Having a closer look at pricing models in the cloud gives greater flexibility and enables us to save money. There are also more advanced technologies that also help to save money such as newvem, what we will talk about later.

Economic Principles for Cloud Computing

Cloud Computing is not just a new hype but it also delivers some great benefits for Businesses. Cloud Computing is nothing ground-breaking new but rather a new name for already existing technologies. This also applies to Businesses since factors that apply to outsourcing, mostly apply to Cloud Computing also.
This Article is inspired by the Whitepaper “Wildemann, 1987” on outsourcing.
Wildemann describes 5 key factors for Outsouring: Strategy, Performance, Costs, Financials, Human Resources. Each key factor consists of factors that fall into a key factor.

Strategy as indicator for Cloud Computing

Strategy as indicator for Cloud Computing

Strategy describes opportunities for the Business using Outsouring or Cloud Computing. It doesn’t describe benefits for the Cloud Computing Provider. Imagine you are a company that manufactures supplies for cars. It is definitely important to have a performant IT up’n’running, but why would you built all the IT on your own? For a company, it is important to concentrate on the core business. IT should support the company, but it shouldn’t use too many ressources. If a company outsources it’s IT department, it also gets higher flexibility. Another factor comes with risk – why would you want to care about possible server outages? With Cloud Computing, you simply transfer this risk to your Cloud Computing Provider. Last but not least, outsourcing gives greater Standardisation possibilities. With Cloud Computing, Standards get more and more important.
Performance as indicator for Cloud Computing

Performance as indicator for Cloud Computing

Performance describes the Outsourcers point of view. This means the increased performance a Cloud Computing provider can deliver. If you do something very often, you might get really good in it after a while. Different companies focused on delivering their products and improving them, as they specialized on it. Specialisation leads to higher performance by the service provider. Between Cloud Computing providers and companies using their services, SLAs are often used to define the Services and Responsibilities between them. If the IT is not outsourced but within your company, you might have no defined services. What we can already see in the Cloud is the high level of Service Orientation. All Cloud Platforms contain “as a Service” in it and the services are built for service orientation. Companies that keep their IT on-premise often run into scaling issues, as  services are not available on-demand. Cloud Computing providers have an on-demand availability of services.
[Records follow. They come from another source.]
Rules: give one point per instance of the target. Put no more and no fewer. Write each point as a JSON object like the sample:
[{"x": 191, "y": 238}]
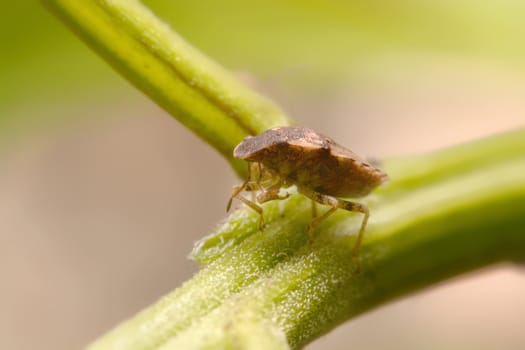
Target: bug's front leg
[
  {"x": 271, "y": 193},
  {"x": 337, "y": 203}
]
Financial effects of Cloud Computing

Financial effects of Cloud Computing

Costs are often mentioned and discussed when we talk about Cloud Computing. Unfortunately, it is often referred to as the “main” factor to move to the Cloud. The other 4 factors are not even mentioned in many cases. However, a good thing about Cloud Computing is definitely the fact that costs can be planned easy. If you need another Instance, you know exactly what the rate per hour will be. On the other hand, your Chief Financial Officer will love your IT department for transferring Capex  into Opex. Controlling and Accounting departments often prefer operational expenses (Opex) over capital expenses (Capex). If you buy a new car, would you rather pay the full sum at once or would you rather lease it? Often leasing is preferred as it doesn’t require you to have all the money in cash.
Human Resources is always a difficult thing in IT companies. To find high qualified staff, expensive recruiting is often necessary. It is no secret that there is a lack of IT staff. If you outsource your IT department, this problem is also “outsourced”, since it is not necessary for you to find qualified IT staff. And we can focus on the topic mentioned in “Strategy”: focus on your core competency and find staff for what you need in your company.
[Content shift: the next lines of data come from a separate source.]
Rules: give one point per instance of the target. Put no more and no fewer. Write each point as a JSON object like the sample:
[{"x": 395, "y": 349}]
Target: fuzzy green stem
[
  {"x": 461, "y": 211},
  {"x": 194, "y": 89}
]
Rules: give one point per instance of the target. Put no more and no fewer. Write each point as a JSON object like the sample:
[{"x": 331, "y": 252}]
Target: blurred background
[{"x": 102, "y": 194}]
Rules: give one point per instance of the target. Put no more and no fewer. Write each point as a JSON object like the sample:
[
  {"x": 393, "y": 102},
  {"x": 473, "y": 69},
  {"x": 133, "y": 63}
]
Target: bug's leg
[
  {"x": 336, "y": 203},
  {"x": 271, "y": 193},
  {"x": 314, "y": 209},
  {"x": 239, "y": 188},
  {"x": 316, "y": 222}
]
Financials is the last, but not least topic we discuss when it comes to Cloud Computing. As discussed in “Costs” Capex are transformed into Opex. This has positive effects on the bilance at the end of the year. Costs are split over more years and not in a single year.

So, there are several positive effects for Cloud Computing, not just money. Unfortunately, money is the one that is referred to in most cases. If you talk about the Cloud again, try to adress the other topics as well.
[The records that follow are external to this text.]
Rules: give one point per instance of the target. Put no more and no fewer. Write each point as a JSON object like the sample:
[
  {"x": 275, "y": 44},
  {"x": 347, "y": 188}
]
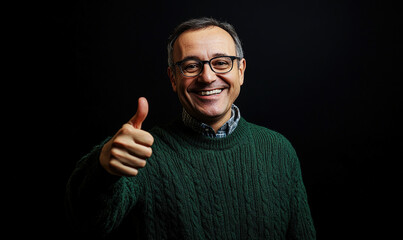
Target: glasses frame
[{"x": 209, "y": 63}]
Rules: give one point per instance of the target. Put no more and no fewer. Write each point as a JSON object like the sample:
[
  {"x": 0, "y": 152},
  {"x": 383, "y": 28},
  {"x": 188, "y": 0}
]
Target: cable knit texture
[{"x": 245, "y": 186}]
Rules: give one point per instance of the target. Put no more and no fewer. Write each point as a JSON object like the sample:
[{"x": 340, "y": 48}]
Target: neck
[{"x": 215, "y": 124}]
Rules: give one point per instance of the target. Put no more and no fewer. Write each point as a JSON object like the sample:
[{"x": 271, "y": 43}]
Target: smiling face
[{"x": 209, "y": 96}]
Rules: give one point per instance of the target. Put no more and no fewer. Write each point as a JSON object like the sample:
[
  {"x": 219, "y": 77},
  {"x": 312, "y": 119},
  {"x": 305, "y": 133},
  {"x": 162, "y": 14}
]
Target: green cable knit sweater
[{"x": 245, "y": 186}]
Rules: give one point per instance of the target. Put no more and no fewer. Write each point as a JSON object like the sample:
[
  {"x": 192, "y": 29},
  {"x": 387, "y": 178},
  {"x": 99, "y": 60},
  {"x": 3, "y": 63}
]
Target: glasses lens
[
  {"x": 221, "y": 64},
  {"x": 191, "y": 67}
]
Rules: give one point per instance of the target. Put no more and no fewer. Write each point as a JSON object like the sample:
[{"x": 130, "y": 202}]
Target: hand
[{"x": 128, "y": 150}]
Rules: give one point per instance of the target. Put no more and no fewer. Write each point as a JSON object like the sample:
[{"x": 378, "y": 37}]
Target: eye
[
  {"x": 221, "y": 63},
  {"x": 190, "y": 67}
]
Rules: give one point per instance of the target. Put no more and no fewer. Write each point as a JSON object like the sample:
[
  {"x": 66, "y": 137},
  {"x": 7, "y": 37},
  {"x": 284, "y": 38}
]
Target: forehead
[{"x": 203, "y": 43}]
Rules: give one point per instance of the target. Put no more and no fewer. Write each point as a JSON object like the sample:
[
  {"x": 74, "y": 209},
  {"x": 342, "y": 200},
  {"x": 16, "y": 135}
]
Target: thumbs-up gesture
[{"x": 128, "y": 150}]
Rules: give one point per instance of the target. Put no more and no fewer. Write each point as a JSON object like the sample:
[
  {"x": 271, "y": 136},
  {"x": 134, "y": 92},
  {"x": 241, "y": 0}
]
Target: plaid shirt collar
[{"x": 208, "y": 131}]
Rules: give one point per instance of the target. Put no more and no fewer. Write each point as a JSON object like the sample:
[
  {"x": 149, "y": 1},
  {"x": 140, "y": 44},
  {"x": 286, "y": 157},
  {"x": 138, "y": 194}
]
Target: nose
[{"x": 207, "y": 75}]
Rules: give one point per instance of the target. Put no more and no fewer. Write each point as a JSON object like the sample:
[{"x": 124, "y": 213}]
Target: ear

Creating a distributed, scalable WordPress Platform on Amazon Web Services (AWS)

For we wanted to have a highly scalable, distributed and performing Platform that is also easy to Maintain. These challenges weren’t that easy to achieve and initially we had to find a system.  As CloudVane is all about the Cloud, the solution was easy: it must be a Cloud Provider. We selected Amazon Web Services to server our Magazine.
To better understand the Performance of WordPress, we wanted to have a System that allows us to handle about 8 million hits per day. So we started with a standard WordPress Installation on Ubuntu with MySQL just to figure out what is possible (and what not). We didn’t add any Plugins or so, the first tests were a really plain System.
For the Test, we used, which returns great statistics about the Test run. Our first Test gave us the following results:

  • Delay: 477 MS FROM VIRGINIA
  • 60 Seconds Test Run with 20 Users per Second at maximum
  • Response with 20 Users per Second was about 1 Second

So what does this mean? First of all, we can handle about 20 Users per second. However, the delay of 1 second is not good. Per Day, we would handle about 560,000 hits. So we are still far away from our target of 8 Million Hits per day. The CPU Utilization wasn’t good either – it turned out that our instance takes 100%. So this is the very maximum of an Out-of-the Box WordPress installation. Below you can see some graphics on the Test run.
Test Run #1:
60 Seconds, maximum of 20 Users per Second:

Performance for an AWS Micro Instance measured by a Load Test

Performance for an AWS Micro Instance measured by a Load Test

Amazon Performance with WordPress and a Micro Instance on EC2

Amazon Performance with WordPress and a Micro Instance on EC2

As you can imagine, this simply does not meet our requirements. As a first step, we wanted to achieve better scaling effects for Therefore, we started up another Micro Instance with Amazon RDS. On the RDS Instance, we took advantage from the ready-to-use MySQL Database and connected it as the primary database for our WordPress Platform. This gives us better scaling effects since the WordPress instance itself doesn’t store our data anymore. We can now scale out our database and Web frontend(s) independent from each other.
But what about images stored on the Platform? They are still stored on the Web Frontend. This is a though problem! As long as we store our images in the instance, scaling an instance gets really though. So we wanted to find a way to store those instances on Blob Storage. Good to know that Amazon Web Services offers a Service called “Simple Storage Service” or “S3” in short. We integrated this service to replace the default storage system of WordPress. To boost performance, we also added a Content Distribution Network. There is another Service by Amazon Web Services, called “Cloud Front”. With Cloud Front, Content is delivered from various Edge-Locations all over the Globe. This should boost the performance of our Platform.
As a final add-on, we installed “W3 Total Cache” to boost performance by Caching Data. This should also significantly boost our performance. But now lets have a look at the new Load Test, again with For our Test, we use the maximum we can do with our free tier: 250 concurrent users.
The output was:

  • An average of 15ms in delay
  • More that 10 million hits per day

Summing this up, it means that we achieved what we wanted: a fully scalable, distributed and performing WordPress platform. It is nice what you can do with a really great architecture and some really easy tweaks. Below are some graphics of our test run.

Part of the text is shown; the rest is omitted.